Norwegian Data Protection authority fines school for poor data protection of pupil and teachers info
The Norwegian data protection Authority (Datatilsynet) has imposed an administrative fine of 1.6 million Norwegian kroner, or the equivalent of €170,000, at the Municipality of Bergen.
The incident pertains to computer files with usernames and passwords to over 35000 user accounts in the municipality’s computer. The user accounts associated with both pupils in the municipality’s primary schools, and to the employees of the same schools. Due to inadequate security measures, these files had been unprotected and openly accessible. The lack of security measures inside the system made it possible for anyone to log in to the school’s various information systems, and thereby to access various categories of personal data referring to the students and employees of the schools.
You can read the full press release in Norwegian here
The source of this article can be found here
Insufficient data protection Datatilsynet determined that the municipality’s lack of appropriate measures to protect the personal data inside the computer file structures constituted violations of both articles. 5(1)f and article. 32 GDPR.
The security in the login system has been so bad, that unauthorised persons could get access to usernames and passwords in the learning platform and the school’s administrative systems, says director Bjørn, Erik Thon.
The system in question contains information about a user’s name, password, date of birth, address, school affiliation and school grade.
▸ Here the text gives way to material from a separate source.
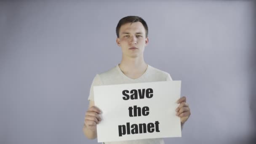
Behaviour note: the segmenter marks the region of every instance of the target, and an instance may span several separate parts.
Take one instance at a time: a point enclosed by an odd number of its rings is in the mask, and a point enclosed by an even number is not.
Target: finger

When employees and pupils log in, they get access to various systems, for instance, the central digital learning platform, which includes the students’ schoolwork and the teachers’ reviews of each pupil’s performance at school.
personal data of 35 000 individuals, primarily children
The fact that the security breach encompasses personal data to over 35 000 people, and that the majority of those are kids, had been taken into consideration to be aggravating factors. The municipality had also been warned several times, each by the authority and an internal whistleblower, that the data security was inadequate.
In the GDPR, children are defined as a specific vulnerable group that shall be given special protection. Municipalities and other public bodies that process personal data must be aware of their responsibilities. Public authorities often process information about us that we do not control; neither do we have a choice in whether or not or not, this information is made available to others. We should be able to trust the public sector, says director Bjørn Erik Thon.
The GDPR stipulates that administrative fines shall be effective, dissuasive and proportionate, and Datatilsynet believes that the size of the fine reflects this. The Norwegian personal data Act sets out that all Norwegian public authorities are subject to the provisions on administrative fines in article. 83 GDPR.
Datatilsynet made its decision in March 2019, and on the 4th of April 2019, the municipality said in a press conference that it did not wish to appeal the decision.